Misery for Giants as Saints march into finals


Former Sydney coach Rodney Eade used to say sides who claim to have nothing to lose in the finals are kidding themselves but in the Saints’ case just being there is a success in itself after finishes of 14th and 16th in the past two years.

Zak Jones and Jade Gresham aside, the Saints have a relatively healthy list for this time of the season.

The gamble to play Dan Hannebery did not return immediate dividends as the veteran midfielder was quiet in his first game in 11 weeks but in racing parlance he will be better for the gallop. Given his finals experience, it was a risk worth taking.

Importantly, Hannebery, who has managed just 26 of a possible 62 games in the past three seasons, was able get through the game unhurt, his 13 touches a bonus. The week’s break gives the him another chance to clock extra miles in his legs.

Coach Brett Ratten, who has reached the finals in his first season at the helm at Moorabbin, had urged his charges to embrace the pressure that comes in such a high-stakes game and they did not play like a side daunted at being in uncharted waters.

In slippery conditions, the Saints were more efficient in their ball movement, and their team defence held strong despite 46 fewer possessions.

Whereas the Giants were forced to chip the ball from one wing to the other to find a way forward, the Saints had more success picking the holes left open.
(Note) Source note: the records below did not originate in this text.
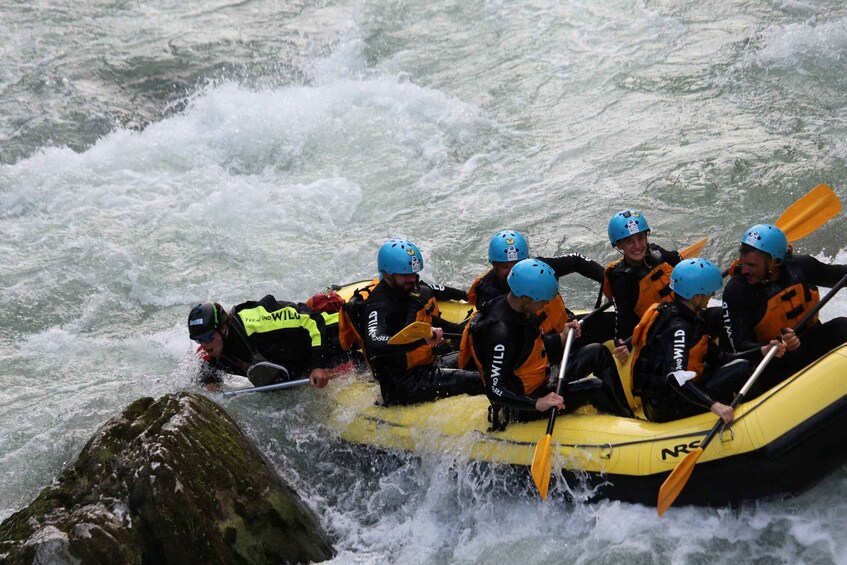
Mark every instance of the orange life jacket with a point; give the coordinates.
(654, 287)
(639, 339)
(553, 316)
(785, 309)
(472, 289)
(425, 354)
(347, 333)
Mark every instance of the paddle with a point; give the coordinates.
(809, 213)
(675, 482)
(542, 462)
(264, 372)
(689, 252)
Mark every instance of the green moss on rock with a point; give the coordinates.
(168, 481)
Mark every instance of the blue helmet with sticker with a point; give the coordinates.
(399, 256)
(626, 223)
(506, 246)
(204, 320)
(767, 238)
(691, 277)
(533, 278)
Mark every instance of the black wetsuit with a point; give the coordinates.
(670, 339)
(299, 347)
(624, 280)
(598, 329)
(745, 306)
(503, 340)
(385, 312)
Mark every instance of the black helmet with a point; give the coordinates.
(205, 319)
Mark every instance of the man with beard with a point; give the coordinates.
(407, 373)
(770, 291)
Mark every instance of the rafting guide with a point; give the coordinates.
(678, 370)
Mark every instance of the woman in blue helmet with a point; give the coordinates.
(770, 290)
(284, 333)
(514, 355)
(677, 368)
(407, 373)
(639, 278)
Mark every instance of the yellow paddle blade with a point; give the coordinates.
(694, 249)
(675, 482)
(542, 465)
(809, 213)
(412, 332)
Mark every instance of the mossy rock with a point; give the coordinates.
(168, 481)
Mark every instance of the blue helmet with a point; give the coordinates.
(626, 223)
(205, 319)
(507, 245)
(695, 276)
(767, 238)
(533, 278)
(399, 256)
Against a defence missing Phil Davis and Aidan Corr, Rowan Marshall and Max King often found themselves in dangerous positions. Josh Battle’s influence on the game was better reflected in not how many times he won the ball but how rarely it was in the hands of his opponent Nick Haynes.
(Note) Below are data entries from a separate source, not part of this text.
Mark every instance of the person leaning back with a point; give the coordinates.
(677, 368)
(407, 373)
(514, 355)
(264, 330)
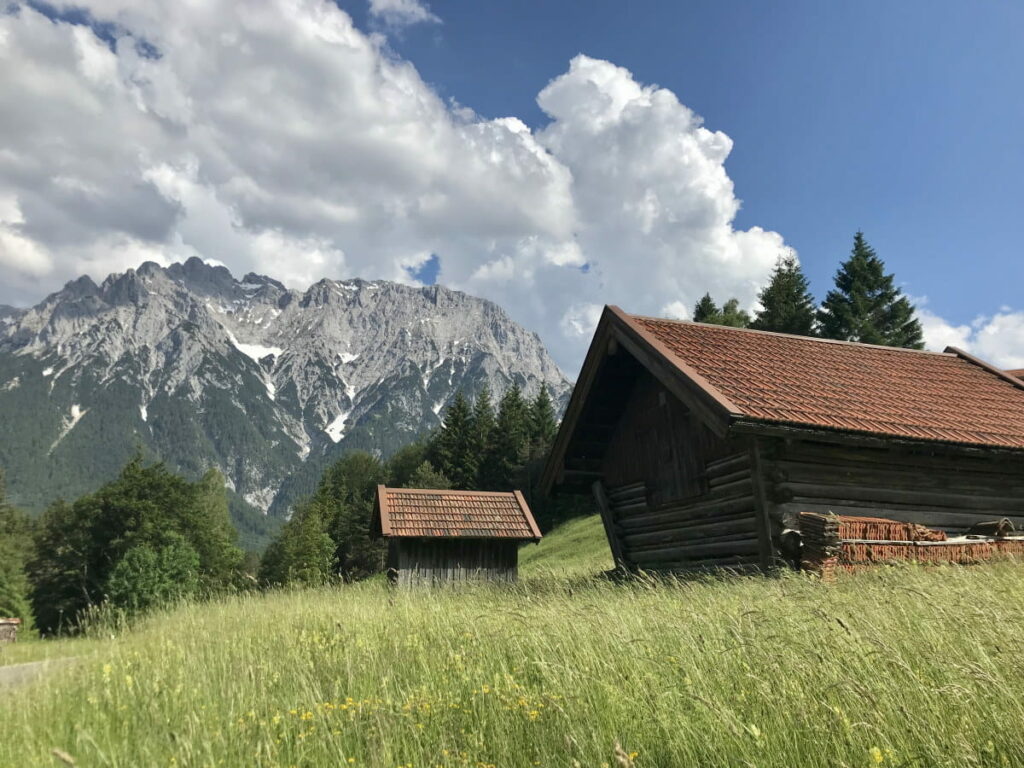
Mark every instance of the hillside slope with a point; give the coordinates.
(898, 667)
(578, 547)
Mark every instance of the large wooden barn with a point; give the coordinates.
(702, 444)
(451, 536)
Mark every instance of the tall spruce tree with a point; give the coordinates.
(483, 427)
(509, 442)
(15, 543)
(728, 314)
(542, 422)
(786, 303)
(732, 315)
(706, 310)
(866, 306)
(456, 452)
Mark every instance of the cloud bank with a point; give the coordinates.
(278, 137)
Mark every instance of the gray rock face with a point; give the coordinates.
(264, 383)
The Giants needed to win and have other results fall their way to make a fifth straight finals series but could not honour their side of the bargain.
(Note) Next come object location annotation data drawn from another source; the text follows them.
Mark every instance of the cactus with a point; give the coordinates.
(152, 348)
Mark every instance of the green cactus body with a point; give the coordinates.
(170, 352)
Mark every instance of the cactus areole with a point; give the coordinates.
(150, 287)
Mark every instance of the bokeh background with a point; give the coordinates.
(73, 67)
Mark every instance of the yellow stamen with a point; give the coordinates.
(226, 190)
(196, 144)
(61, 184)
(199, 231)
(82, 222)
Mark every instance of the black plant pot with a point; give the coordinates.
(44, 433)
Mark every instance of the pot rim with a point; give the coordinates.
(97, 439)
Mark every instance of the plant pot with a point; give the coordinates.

They were held goalless after half-time in a miserable finish to a campaign which started with such high hopes in March but never gained any momentum after the onset of the pandemic.

Wins over Geelong, Richmond and Collingwood showed their best was worthy to be discussed as a premiership contender but losses to Adelaide (18th), North Melbourne (17th) and Sydney (15th) exposed a soft underbelly.

Controversially dumped last week, Stephen Coniglio played like a man with a point to prove but only rarely was he able to cut through like he has in previous seasons. The same could be said for Lachie Whitfield and Josh Kelly, both among the leading possession-getters.

Their midfield was again well beaten, destroyed at the clearances – an area which has been their strength.

Despite controlling large periods of the first half, the Giants were brought undone by poor kicking for goal.

Jeremy Cameron again had little impact, though was part of a forward line on starvation rations after half-time.